One reason for this is that, Brexit aside, Johnson is no radical. Unlike Thatcher, he does not want to slash the size of the state. Nor does he want to expand it. He wants no revolution either in social attitudes or in Britain’s foreign policy. His main policy agenda is to “unite and level up” the country, but this is uncontroversial. The best one can say is that his success brought the issue of regional disparities more into the center of British politics.

“Economics is the method,” Thatcher declared. “The object is to change the soul.” Even passionate detractors had to concede that she had succeeded in this over her 11 years in power. She had not only reformed the economy but altered the way the nation saw itself. Even after Tony Blair took power, in 1997, and gradually restored the size of the state, her legacy remained secure. Such was her influence that Blair, and every prime minister since, has felt obliged to mimic Thatcher’s iron will, especially toward Europe. Even in Johnson’s final appearance in Parliament as prime minister this week, he was bleating about the power of “union barons”—almost 40 years after Thatcher destroyed their power.

Johnson leaves no such legacy—though some will say that he has done irreparable damage to the British body politic by breaking conventions that tie together Britain’s unwritten constitution. I’m not convinced by this argument. Johnson had an 80-seat majority in Parliament, with demographic trends that meant he should have held power for a decade, yet he has been forced from office. The system remains pretty formidable: The press revealed his bad behavior, the public decided he was not fit for office, and enough Conservative members of Parliament either agreed with the public or felt that it was in their interest to remove him. The spectacle that ensued this week was unseemly and chaotic. But it was no January 6.

And yet, Johnson leaves one legacy more consequential and long-lasting even than Thatcher’s: the Brexit revolution. Johnson led the campaign for it, helped block Theresa May’s attempted “soft exit,” and then negotiated a much harder alternative—and won a decisive electoral mandate to enact it. In doing so, he permanently transformed Britain—not perhaps its soul, but its place in the world, its sense of itself, and its future. Britain is in a weaker position today than it has been in decades, and much of this is because of Johnson. To be fair, it was in a weakened position when he took over: divided, stuck, unable to leave the European Union as the referendum demanded. His one major achievement was to enact the result of that poll, an important moment for British democracy, whatever its costs.

Within about six months of becoming prime minister, Johnson completely undid the complex, imperfect, and specifically British version of EU membership that had taken 50 years to construct.

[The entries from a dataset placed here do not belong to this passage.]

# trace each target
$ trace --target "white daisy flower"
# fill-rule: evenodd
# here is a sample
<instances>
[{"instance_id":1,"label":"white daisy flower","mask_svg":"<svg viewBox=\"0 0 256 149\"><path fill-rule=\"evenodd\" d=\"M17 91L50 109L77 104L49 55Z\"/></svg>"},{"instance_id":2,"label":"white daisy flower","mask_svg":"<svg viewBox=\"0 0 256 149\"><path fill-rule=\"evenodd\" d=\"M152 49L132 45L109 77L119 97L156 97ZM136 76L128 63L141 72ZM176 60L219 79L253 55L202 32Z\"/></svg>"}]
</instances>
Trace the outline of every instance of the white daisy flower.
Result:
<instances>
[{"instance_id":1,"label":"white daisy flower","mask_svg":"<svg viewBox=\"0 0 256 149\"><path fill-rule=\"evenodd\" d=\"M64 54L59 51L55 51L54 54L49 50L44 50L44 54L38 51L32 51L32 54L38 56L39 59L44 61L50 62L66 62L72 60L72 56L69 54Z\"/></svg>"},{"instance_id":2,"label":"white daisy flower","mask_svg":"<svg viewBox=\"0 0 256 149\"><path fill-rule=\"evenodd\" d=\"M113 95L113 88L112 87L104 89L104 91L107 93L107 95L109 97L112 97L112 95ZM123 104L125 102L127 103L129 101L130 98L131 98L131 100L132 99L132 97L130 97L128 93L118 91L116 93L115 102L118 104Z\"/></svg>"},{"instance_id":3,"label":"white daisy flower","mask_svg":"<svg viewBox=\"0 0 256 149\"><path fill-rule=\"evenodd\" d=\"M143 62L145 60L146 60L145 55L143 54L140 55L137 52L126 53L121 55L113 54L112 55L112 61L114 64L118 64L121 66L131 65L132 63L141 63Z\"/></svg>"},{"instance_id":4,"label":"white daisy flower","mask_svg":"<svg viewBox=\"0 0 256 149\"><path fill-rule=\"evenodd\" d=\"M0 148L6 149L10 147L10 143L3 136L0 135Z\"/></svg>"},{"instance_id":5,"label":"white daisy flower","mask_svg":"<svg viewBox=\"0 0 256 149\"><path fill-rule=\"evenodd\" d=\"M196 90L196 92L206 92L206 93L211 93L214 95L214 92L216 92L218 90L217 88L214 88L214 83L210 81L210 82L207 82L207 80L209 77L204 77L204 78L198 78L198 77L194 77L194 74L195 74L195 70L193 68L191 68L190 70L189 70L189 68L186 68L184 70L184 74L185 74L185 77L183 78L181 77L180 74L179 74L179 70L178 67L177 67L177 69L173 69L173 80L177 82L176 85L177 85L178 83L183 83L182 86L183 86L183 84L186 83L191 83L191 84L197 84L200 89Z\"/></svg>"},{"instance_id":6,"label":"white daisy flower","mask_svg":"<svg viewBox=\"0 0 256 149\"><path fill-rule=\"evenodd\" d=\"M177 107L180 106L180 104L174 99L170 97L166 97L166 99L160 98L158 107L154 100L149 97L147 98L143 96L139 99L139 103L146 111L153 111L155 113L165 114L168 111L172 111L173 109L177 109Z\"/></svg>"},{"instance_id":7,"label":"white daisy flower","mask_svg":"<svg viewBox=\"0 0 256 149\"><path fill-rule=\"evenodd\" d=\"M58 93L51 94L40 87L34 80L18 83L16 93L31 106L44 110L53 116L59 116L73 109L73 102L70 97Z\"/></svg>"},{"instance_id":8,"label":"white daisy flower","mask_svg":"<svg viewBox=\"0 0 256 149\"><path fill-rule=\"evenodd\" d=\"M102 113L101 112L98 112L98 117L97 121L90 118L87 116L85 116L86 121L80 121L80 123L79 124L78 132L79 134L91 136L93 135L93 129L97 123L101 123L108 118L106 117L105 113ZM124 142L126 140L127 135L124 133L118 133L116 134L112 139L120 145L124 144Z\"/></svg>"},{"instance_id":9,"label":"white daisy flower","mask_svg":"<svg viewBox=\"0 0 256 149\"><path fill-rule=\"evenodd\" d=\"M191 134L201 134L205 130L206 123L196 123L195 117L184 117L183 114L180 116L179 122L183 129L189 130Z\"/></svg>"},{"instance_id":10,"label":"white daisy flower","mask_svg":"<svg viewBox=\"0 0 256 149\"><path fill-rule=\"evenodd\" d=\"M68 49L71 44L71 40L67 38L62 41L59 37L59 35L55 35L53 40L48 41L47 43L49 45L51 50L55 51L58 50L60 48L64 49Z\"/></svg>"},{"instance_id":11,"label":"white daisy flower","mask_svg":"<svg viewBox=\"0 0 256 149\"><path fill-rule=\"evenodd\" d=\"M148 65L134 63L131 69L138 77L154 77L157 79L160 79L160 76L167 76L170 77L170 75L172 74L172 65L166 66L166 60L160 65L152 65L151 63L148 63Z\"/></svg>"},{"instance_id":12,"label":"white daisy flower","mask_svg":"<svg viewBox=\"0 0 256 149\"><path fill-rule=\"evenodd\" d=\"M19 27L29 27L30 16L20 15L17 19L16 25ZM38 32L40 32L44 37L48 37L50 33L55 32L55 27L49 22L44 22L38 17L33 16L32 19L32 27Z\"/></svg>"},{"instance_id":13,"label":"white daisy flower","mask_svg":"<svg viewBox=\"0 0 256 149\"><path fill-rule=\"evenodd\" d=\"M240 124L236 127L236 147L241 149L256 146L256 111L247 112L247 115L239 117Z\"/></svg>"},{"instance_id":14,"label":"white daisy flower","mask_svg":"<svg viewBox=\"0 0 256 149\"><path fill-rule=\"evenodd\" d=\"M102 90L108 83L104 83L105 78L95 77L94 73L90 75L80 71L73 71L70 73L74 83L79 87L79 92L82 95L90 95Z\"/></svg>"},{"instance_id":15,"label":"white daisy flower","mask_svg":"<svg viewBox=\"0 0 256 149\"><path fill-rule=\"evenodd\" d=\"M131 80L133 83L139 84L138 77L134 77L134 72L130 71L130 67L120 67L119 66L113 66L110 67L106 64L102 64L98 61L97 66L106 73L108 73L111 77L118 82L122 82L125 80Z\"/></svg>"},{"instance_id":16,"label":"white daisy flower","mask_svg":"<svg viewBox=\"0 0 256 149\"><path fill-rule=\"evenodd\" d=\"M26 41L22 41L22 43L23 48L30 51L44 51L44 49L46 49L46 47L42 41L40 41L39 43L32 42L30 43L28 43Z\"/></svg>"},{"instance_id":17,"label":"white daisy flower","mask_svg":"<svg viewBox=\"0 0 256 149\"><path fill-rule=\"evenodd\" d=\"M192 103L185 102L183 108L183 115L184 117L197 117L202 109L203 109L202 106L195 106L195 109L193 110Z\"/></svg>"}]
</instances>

Whether Johnson was right to argue for Brexit, ever believed in it at all, or used it only for personal advancement is beside the point. In place of that membership, he negotiated a thin trade agreement with the EU and an internal trade border within the United Kingdom itself. This settlement is now part of international law, and is cemented in domestic politics by the Labour Party’s confirmation that it would not challenge its fundamental tenet. If a future government proposed to take Britain back into the EU, it would have to do so from a position of weakness; no status quo ante is available.

Johnson has not changed the soul of the nation, but he has left a scar that will endure. His successor will now have to see whether the Johnsonian whirligig was all worth it. Johnson lost control because of a series of idiotic failings and misjudgments summed up by that most tawdry and bafflingly pitiful scandal, Partygate, when he became the first prime minister in history to be fined for breaking the law, by attending his own birthday party.

“In the great scheme of things his extermination was about as important as the accidental squashing of a snail,” Johnson wrote in his novel. “The trouble was that until that happy day when he was reincarnated as a louse or a baked bean, he didn’t know how he was going to explain the idiotic behavior of his brief human avatar.” Explaining it is still hard, to be honest.